Cuban doctors in Kenya

The then Health Cabinet Secretary Mutahi Kagwe addresses some of the Cuban doctors stationed at the Kenyatta University Teaching Referral and Research Hospital (KUTRRH) on August 5, 2020.

| File | Nation Media Group

Waste of money? Why MPs want Cuban doctors kicked out

What you need to know:

  • Kenya entered into a health pact with Cuba, initiating an exchange programme where Cuban doctors would help fill gaps in county hospitals, while Kenyan doctors would be sent to Cuba for specialised training.
  • MPs want more local doctors and paramedics employed under the Universal Health Coverage programme.

A parliamentary committee wants the contracts of 100 Cuban doctors terminated.

The doctors have been in the country for the past six years.

The National Assembly's health committee has also inquired about the whereabouts of Kenyan doctors who went to Havana, Cuba in 2017 for an exchange programme under the same agreement.

Kenya entered into a health pact with Cuba, initiating an exchange programme where Cuban doctors would help fill gaps in county hospitals, while Kenyan doctors would be sent to Cuba for specialised training.

The committee, headed by Dr Robert Pukose, recommended that the national government should not renew the contracts of the foreign doctors.

"They have done their job and it's time for them to return home," the committee chairman said during a meeting with the Ministry of Public Health and Professional Standards in Mombasa last Friday.

The committee wants the state to reconsider employing more local doctors and paramedics who are stationed in counties under the Universal Health Coverage (UHC) programme.

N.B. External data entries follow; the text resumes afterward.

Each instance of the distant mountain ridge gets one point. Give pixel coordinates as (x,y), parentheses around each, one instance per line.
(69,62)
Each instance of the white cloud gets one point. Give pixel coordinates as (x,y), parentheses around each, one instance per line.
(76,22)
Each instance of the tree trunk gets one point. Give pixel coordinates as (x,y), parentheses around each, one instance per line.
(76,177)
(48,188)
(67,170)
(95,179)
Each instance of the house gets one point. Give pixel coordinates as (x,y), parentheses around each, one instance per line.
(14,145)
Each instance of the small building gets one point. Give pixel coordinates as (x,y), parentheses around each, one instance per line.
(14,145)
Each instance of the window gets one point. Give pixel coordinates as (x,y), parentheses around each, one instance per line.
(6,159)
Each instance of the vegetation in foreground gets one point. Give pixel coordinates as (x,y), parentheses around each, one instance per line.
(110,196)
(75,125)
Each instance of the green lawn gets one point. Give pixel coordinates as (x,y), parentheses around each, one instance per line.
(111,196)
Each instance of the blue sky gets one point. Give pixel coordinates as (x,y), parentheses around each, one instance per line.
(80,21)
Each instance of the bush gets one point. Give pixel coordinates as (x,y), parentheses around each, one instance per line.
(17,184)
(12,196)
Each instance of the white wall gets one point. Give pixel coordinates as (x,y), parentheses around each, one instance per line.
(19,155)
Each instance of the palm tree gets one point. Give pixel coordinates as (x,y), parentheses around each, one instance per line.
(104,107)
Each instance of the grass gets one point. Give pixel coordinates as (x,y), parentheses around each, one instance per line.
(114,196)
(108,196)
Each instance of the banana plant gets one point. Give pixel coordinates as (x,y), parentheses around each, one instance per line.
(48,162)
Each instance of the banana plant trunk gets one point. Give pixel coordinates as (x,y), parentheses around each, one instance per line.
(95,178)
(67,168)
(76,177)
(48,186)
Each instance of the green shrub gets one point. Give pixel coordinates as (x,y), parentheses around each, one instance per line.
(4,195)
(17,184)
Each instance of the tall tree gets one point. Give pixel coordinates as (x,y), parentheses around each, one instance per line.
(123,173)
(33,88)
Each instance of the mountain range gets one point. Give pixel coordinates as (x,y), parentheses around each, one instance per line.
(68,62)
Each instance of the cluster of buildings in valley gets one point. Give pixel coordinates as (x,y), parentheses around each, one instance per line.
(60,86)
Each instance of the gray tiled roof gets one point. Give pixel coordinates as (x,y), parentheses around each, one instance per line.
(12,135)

The lawmakers said the continued presence of Cuban doctors has put locally trained unemployed doctors at a disadvantage.

"Their salaries are enough to employ at least three Kenyan doctors. Kenyan doctors with expertise in family medicine can fill these roles," said Dr Pukose.

Robert Pukose

National Assembly Health committee chairperson Robert Pukose on November 1, 2022.

Photo credit: File | Nation Media Group

Webuye East MP Martin Wanyonyi, a member of the committee, questioned the economic value of the Cuban doctors' contributions to Kenya's health sector.

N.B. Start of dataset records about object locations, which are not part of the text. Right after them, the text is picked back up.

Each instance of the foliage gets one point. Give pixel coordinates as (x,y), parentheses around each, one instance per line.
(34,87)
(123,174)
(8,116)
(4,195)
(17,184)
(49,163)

But Public Health and Professional Standards Principal Secretary Mary Muthoni defended the presence of Cuban doctors in Kenya, highlighting their significant contributions to family medicine.

"Cuban doctors have played a crucial role in shifting the focus of the country's health system from curative to preventive care," the PS said.

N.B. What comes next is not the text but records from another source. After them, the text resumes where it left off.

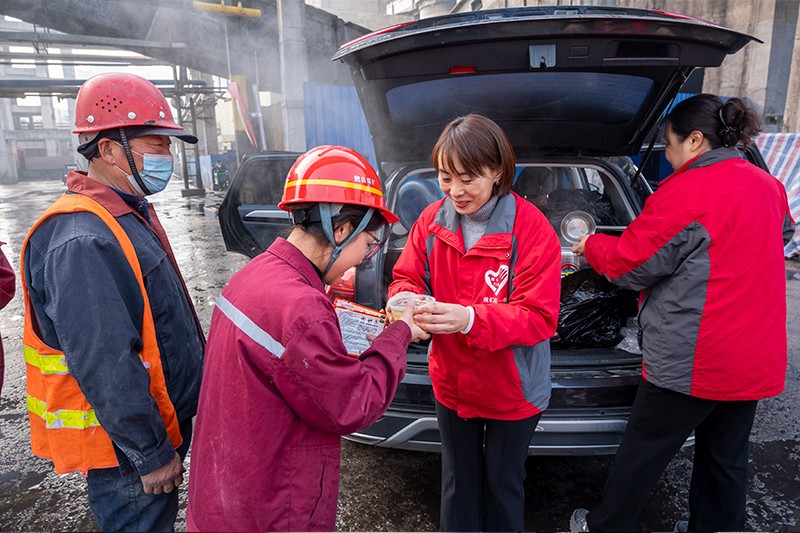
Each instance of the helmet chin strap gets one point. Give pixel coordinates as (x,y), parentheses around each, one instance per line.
(327,227)
(135,173)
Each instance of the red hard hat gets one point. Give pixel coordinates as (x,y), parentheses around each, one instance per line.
(336,175)
(117,100)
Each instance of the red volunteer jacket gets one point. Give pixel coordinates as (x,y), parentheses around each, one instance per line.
(278,392)
(708,252)
(511,277)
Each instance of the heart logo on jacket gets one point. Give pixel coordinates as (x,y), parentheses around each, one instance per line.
(497,279)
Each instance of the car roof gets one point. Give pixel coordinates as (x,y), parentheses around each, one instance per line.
(575,80)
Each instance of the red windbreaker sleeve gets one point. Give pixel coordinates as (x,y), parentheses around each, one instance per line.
(409,272)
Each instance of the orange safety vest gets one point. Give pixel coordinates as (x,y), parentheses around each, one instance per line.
(64,427)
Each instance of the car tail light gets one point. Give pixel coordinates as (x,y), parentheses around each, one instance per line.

The first batch of Cuban doctors arrived in Nairobi from Havana in 2018, consisting of 53 general practitioners and 47 specialists.

Their contracts were initially for two years, but to date the doctors are still in Kenya.

The Cuban doctors were deployed in various counties including Mandera, Wajir, Isiolo, Lamu and Vihiga, focusing on areas such as nephrology, radiology, orthopaedics, surgery and neurology.

Their mission also included training local specialists to provide standards of care similar to those in Cuba.

However, their arrival sparked controversy when it emerged that they were being paid three times more than their local counterparts. The Cuban specialists were graded at the S entry level.

Their Kenyan counterparts also raised concerns about language and cultural barriers, saying there would be misdiagnosis and under-diagnosis due to language difficulties.

The then deputy secretary general of the Kenya Medical Practitioners, Pharmacists and Dentists Union (KMPPDU), Chibanzi Mwachonda, said the employment of foreign doctors was in contravention of the World Health Organization's (WHO) global code of practice on national recruitment of health workers.

"We are not jealous, that is a very wrong notion. We are talking about discrimination against Kenyan doctors, resources have been used to train them and now they are not being offered jobs. Discrimination in the sense that they are paid much more than Kenyan doctors," Dr Mwachonda explained.

The then Cabinet Secretary for Health, Sicily Kariuki, said one of the key areas where the doctors' expertise would be focused was on malaria management in eight counties - Kisumu, Bungoma, Kakamega, Siaya, Homa Bay, Vihiga, Busia and Migori - where the prevalence of the disease is over 20 per cent.

Ms Kariuki said this would be done through a malaria vector control project.

"They are not getting huge benefits. They are specialised your usual private sector, I would tell you that to get the private doctors at that level of specialisation, the money would be perhaps double or triple what we are paying," she explained at the time.